See moreProperties near MRT stations may prove attractive to investors

Cars cost a lot more than you expect

One of the few reasons why Singapore was ranked as one of the most expensive places to live in the world is because of the cost of a car.

A Toyota might cost $20,000 elsewhere, but that same Toyota will cost close to $100,000 here. That’s because the government places multiple taxes and permits on a vehicle in order to discourage the use of cars in land-scarce Singapore.

On top of a 20% duty on the open market value of the car, every car must have a Certificate of Entitlement (COE) that can cost as much as $40,000.
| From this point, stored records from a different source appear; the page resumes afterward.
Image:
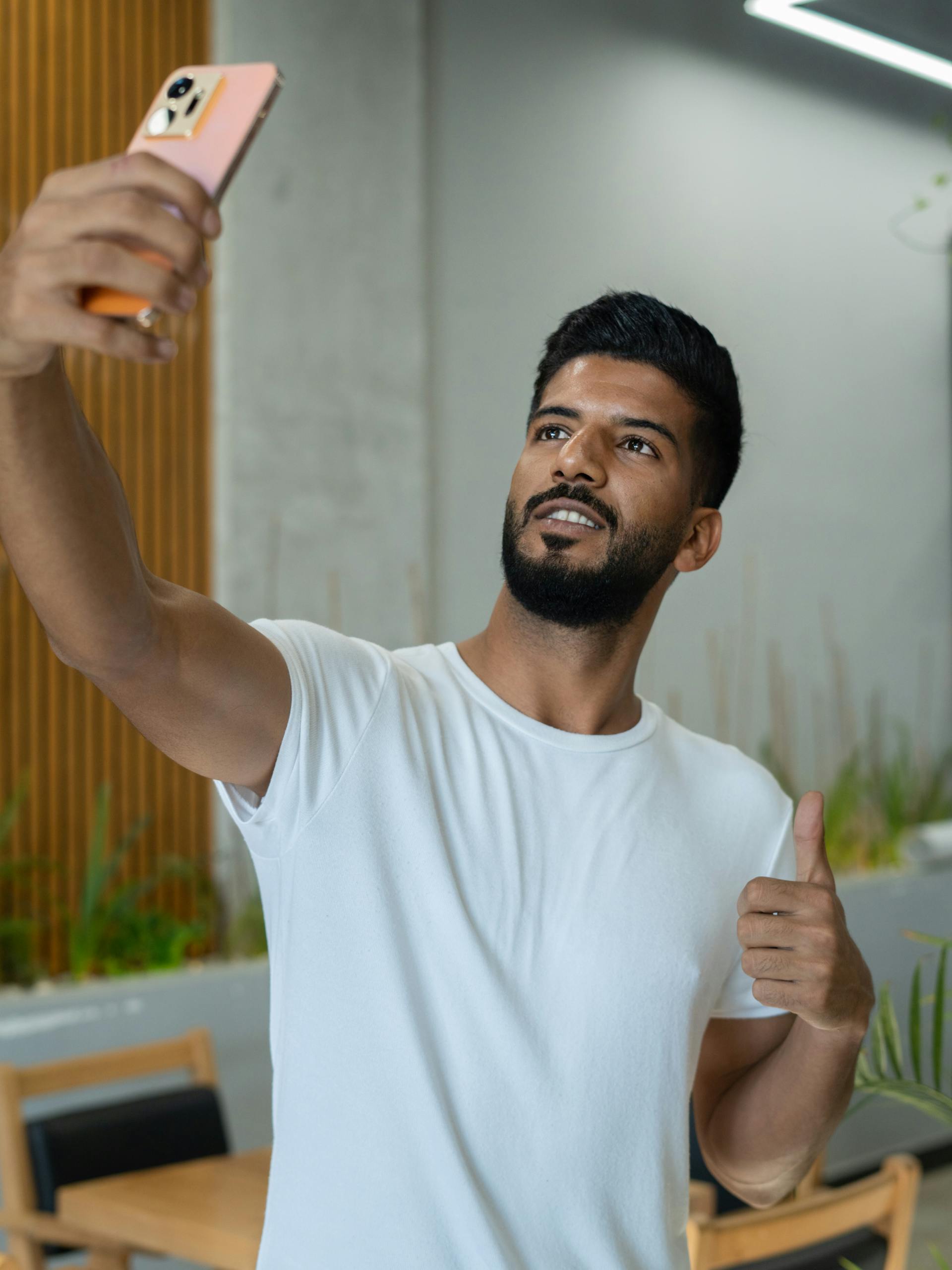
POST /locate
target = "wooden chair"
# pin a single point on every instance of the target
(884, 1202)
(28, 1226)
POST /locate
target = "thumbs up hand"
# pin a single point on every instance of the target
(796, 945)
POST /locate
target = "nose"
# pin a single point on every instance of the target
(579, 460)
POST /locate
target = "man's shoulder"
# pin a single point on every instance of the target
(722, 772)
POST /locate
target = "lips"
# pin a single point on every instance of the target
(569, 505)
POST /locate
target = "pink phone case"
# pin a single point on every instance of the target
(212, 154)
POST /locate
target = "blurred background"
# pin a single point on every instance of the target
(438, 185)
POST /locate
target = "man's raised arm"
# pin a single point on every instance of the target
(203, 686)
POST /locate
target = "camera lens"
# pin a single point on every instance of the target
(159, 121)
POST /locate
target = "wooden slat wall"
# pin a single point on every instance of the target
(75, 79)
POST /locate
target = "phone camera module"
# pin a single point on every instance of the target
(180, 87)
(160, 121)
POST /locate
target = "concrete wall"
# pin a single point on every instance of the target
(746, 175)
(320, 456)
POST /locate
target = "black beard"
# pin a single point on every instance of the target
(604, 596)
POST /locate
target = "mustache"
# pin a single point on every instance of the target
(581, 495)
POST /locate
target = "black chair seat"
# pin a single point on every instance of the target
(865, 1248)
(121, 1139)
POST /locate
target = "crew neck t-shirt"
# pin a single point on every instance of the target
(494, 949)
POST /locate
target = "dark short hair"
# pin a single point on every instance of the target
(634, 327)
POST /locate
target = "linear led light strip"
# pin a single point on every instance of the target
(787, 13)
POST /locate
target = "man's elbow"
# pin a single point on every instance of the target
(763, 1194)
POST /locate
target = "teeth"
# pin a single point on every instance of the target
(575, 517)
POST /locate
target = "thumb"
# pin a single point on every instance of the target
(810, 844)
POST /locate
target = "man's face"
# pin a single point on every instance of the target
(631, 478)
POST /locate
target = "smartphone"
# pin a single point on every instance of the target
(203, 121)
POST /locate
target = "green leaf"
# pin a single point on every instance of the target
(890, 1026)
(939, 1020)
(916, 1023)
(879, 1046)
(922, 1096)
(922, 938)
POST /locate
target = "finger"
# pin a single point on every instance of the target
(776, 896)
(143, 172)
(130, 215)
(771, 964)
(62, 324)
(810, 842)
(774, 992)
(765, 930)
(91, 263)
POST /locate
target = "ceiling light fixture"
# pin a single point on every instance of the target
(832, 31)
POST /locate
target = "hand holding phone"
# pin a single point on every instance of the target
(108, 246)
(202, 121)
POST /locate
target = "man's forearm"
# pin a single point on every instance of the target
(66, 527)
(771, 1124)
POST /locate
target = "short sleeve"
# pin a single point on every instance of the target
(737, 999)
(337, 683)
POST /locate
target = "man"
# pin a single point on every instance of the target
(515, 912)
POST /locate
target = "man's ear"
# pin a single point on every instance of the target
(704, 541)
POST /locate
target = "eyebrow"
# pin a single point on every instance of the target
(617, 421)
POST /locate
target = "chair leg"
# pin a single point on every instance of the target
(27, 1253)
(103, 1259)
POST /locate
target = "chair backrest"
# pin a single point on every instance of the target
(884, 1202)
(37, 1156)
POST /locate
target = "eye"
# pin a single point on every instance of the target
(547, 427)
(640, 441)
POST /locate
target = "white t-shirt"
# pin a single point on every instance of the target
(494, 948)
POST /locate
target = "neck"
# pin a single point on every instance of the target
(573, 680)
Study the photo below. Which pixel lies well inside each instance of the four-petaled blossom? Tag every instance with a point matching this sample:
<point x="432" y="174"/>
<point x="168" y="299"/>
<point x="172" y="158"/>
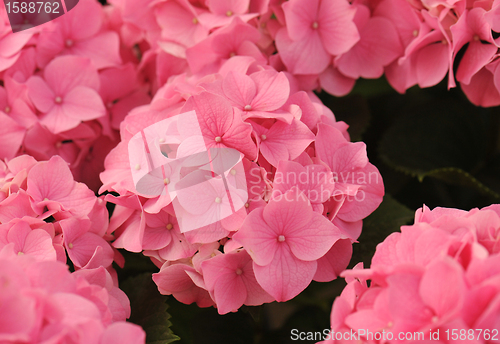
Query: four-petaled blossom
<point x="284" y="239"/>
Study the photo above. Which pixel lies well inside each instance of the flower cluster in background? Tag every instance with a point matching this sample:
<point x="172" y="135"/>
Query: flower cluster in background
<point x="438" y="276"/>
<point x="42" y="302"/>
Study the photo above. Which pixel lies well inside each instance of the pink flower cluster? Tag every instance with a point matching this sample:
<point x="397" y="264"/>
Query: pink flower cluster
<point x="332" y="43"/>
<point x="325" y="44"/>
<point x="438" y="279"/>
<point x="46" y="214"/>
<point x="42" y="302"/>
<point x="65" y="86"/>
<point x="306" y="189"/>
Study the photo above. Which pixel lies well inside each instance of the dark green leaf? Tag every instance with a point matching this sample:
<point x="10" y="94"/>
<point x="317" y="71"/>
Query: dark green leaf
<point x="386" y="219"/>
<point x="445" y="139"/>
<point x="149" y="309"/>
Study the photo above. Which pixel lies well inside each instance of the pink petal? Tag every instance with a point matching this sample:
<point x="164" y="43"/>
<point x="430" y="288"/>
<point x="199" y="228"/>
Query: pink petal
<point x="83" y="103"/>
<point x="273" y="90"/>
<point x="40" y="93"/>
<point x="285" y="276"/>
<point x="239" y="88"/>
<point x="258" y="238"/>
<point x="306" y="56"/>
<point x="66" y="72"/>
<point x="336" y="26"/>
<point x="334" y="261"/>
<point x="443" y="287"/>
<point x="12" y="135"/>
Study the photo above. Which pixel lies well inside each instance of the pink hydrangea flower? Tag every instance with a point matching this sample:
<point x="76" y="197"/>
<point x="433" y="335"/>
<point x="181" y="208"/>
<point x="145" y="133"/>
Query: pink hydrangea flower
<point x="42" y="302"/>
<point x="434" y="276"/>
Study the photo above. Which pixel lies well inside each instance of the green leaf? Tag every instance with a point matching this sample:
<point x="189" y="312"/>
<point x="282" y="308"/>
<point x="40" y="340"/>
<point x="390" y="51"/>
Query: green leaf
<point x="352" y="109"/>
<point x="149" y="309"/>
<point x="386" y="219"/>
<point x="445" y="140"/>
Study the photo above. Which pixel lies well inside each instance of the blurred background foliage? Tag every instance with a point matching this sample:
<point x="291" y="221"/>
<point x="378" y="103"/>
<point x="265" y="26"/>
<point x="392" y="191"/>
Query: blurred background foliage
<point x="431" y="146"/>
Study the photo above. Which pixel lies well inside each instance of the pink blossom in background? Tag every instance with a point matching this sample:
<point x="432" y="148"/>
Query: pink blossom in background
<point x="46" y="214"/>
<point x="434" y="275"/>
<point x="67" y="94"/>
<point x="42" y="301"/>
<point x="285" y="239"/>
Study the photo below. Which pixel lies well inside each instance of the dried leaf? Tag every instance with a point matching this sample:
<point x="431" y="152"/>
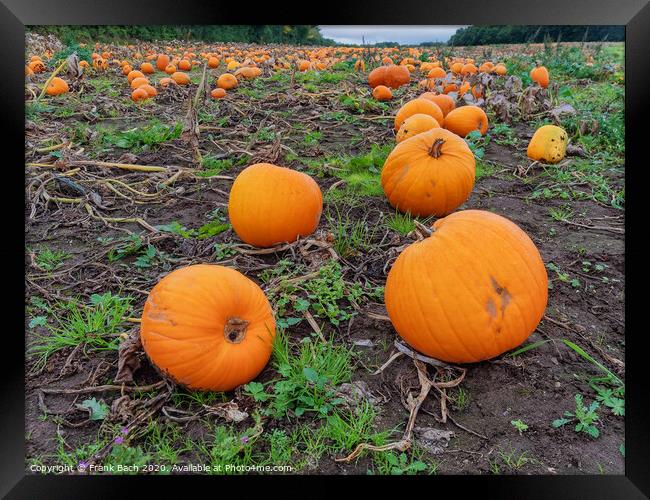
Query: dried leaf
<point x="128" y="359"/>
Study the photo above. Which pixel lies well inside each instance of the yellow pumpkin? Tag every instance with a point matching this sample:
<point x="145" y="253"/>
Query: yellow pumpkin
<point x="548" y="144"/>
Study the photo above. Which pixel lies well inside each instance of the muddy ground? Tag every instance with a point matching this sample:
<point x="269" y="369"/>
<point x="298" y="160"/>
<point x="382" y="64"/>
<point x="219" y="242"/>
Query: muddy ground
<point x="535" y="387"/>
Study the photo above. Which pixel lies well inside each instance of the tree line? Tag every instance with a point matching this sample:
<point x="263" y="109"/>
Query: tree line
<point x="262" y="34"/>
<point x="486" y="35"/>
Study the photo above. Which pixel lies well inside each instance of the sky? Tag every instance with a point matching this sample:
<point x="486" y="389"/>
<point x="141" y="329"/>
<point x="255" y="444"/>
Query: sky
<point x="401" y="34"/>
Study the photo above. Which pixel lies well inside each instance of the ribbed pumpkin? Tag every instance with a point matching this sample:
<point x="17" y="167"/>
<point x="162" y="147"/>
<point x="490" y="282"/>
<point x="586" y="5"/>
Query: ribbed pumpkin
<point x="431" y="173"/>
<point x="208" y="327"/>
<point x="416" y="106"/>
<point x="270" y="204"/>
<point x="392" y="76"/>
<point x="414" y="125"/>
<point x="463" y="120"/>
<point x="476" y="288"/>
<point x="548" y="143"/>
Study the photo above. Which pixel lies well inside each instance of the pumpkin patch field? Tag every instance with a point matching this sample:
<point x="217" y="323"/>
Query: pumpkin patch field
<point x="284" y="259"/>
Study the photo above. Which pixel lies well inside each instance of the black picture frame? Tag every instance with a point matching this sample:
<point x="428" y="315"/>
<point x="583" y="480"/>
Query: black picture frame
<point x="634" y="14"/>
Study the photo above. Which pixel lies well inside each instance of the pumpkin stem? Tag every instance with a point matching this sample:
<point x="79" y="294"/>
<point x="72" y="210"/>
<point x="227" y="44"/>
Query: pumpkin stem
<point x="435" y="148"/>
<point x="235" y="330"/>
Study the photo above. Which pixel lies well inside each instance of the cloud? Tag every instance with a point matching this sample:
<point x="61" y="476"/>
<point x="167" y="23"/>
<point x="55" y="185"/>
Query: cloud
<point x="401" y="34"/>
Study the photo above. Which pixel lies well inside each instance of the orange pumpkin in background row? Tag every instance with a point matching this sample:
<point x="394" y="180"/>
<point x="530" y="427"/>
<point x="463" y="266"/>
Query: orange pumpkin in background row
<point x="476" y="288"/>
<point x="57" y="86"/>
<point x="416" y="106"/>
<point x="208" y="327"/>
<point x="382" y="93"/>
<point x="270" y="204"/>
<point x="463" y="120"/>
<point x="540" y="75"/>
<point x="227" y="81"/>
<point x="391" y="76"/>
<point x="162" y="62"/>
<point x="431" y="173"/>
<point x="414" y="125"/>
<point x="445" y="103"/>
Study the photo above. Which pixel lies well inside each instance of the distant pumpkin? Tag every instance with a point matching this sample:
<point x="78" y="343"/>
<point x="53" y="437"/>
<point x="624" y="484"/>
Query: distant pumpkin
<point x="416" y="106"/>
<point x="548" y="144"/>
<point x="414" y="125"/>
<point x="269" y="204"/>
<point x="431" y="173"/>
<point x="463" y="120"/>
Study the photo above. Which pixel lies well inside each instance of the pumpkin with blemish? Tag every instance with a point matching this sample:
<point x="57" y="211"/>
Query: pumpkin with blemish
<point x="269" y="204"/>
<point x="414" y="125"/>
<point x="208" y="327"/>
<point x="548" y="144"/>
<point x="431" y="173"/>
<point x="476" y="288"/>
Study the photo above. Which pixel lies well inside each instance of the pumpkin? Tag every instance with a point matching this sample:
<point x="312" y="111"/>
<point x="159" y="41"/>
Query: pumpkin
<point x="548" y="144"/>
<point x="227" y="81"/>
<point x="149" y="89"/>
<point x="139" y="81"/>
<point x="162" y="61"/>
<point x="382" y="93"/>
<point x="437" y="72"/>
<point x="432" y="173"/>
<point x="37" y="66"/>
<point x="476" y="288"/>
<point x="57" y="86"/>
<point x="540" y="75"/>
<point x="147" y="68"/>
<point x="132" y="75"/>
<point x="180" y="78"/>
<point x="445" y="103"/>
<point x="463" y="120"/>
<point x="416" y="106"/>
<point x="218" y="93"/>
<point x="500" y="69"/>
<point x="269" y="204"/>
<point x="208" y="327"/>
<point x="139" y="94"/>
<point x="416" y="124"/>
<point x="391" y="76"/>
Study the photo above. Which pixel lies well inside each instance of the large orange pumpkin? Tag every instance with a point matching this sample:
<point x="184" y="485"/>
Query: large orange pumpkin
<point x="416" y="106"/>
<point x="208" y="327"/>
<point x="391" y="76"/>
<point x="476" y="288"/>
<point x="431" y="173"/>
<point x="270" y="204"/>
<point x="463" y="120"/>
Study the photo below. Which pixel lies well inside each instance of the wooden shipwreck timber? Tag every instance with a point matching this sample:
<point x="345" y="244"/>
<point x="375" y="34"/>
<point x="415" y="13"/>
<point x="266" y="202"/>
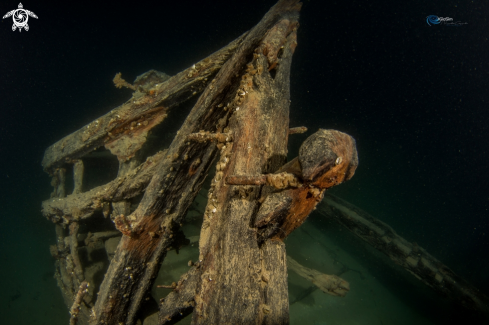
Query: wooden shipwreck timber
<point x="239" y="124"/>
See more: Crazy Rich Singapore: Homes for Living the High Life

No Uber, but Taxis and Grab everywhere

If you really want to get somewhere in a jiffy, it might be a good idea to get a GrabCar or a Taxi. Grab is the dominant regional ride-hailing app in Singapore, with many people using the app to get private rides, rideshares, taxis and even make financial transactions like paying merchants.

If you’re travelling in South East Asia, the app will also function in places where Grab works. Most major South East Asian cities, like Hanoi and Jakarta, have Grab services in place.

Low crime rates

Singapore is one of the safest countries in the world, with a low crime rate, and an astounding 0.2 homicides per 100,000 people.

Many establishments in Singapore open late, with some food outlets even going for the full 24 hours.

The country is safe enough that most people don’t encounter crime, even when they’re out getting supper at 2 am. The police force is aware that low crime doesn’t mean no crime, so they’ve set up multiple 24-hour police posts throughout every neighbourhood in Singapore to ensure a quick response to any emergency calls.

Food Culture

One of the best things about Singapore is how cosmopolitan the city is, and nothing says “International City” better than the density of cuisine in Singapore.

Most local fare will only cost you between $5 – $10 for a complete meal, with hawker centres, food courts and coffee shops dishing out delicious staples from all across South East Asia.

If you’re looking for high-end cuisine, Singapore is home to multiple Michelin Starred restaurants, as well as a wide array of cuisines. The late Anthony Bourdain once called Singapore “possibly the most food-centric place on Earth”. We’re going to have to agree with him on that one.

Groceries and Essentials

Almost every neighbourhood in Singapore will have a mall within walking distance or a bus ride away. Most of these are service malls and have shops that hold supplies for day to day needs.

There are also large supermarket chains like NTUC FairPrice, Sheng Siong, Giant and Cold Storage dotting the island. These supermarkets are the go-to places for Singaporeans to pick up their weekly groceries.

Most of Singapore’s food supply is imported from nearby countries like Malaysia and Indonesia, but there are also premium goods imported from other places like Japan and Europe. Food prices are mostly reasonable, with items like milk and eggs not costing more than $3 – $4.


Robertson Quay, River Valley. Picture: iProperty

There’s always more to learn about Singapore, but we’ve covered most of the key concerns for those that are about to move into the country for the long term.

As always, try to immerse yourselves in our culture, and enjoy your stay in Singapore!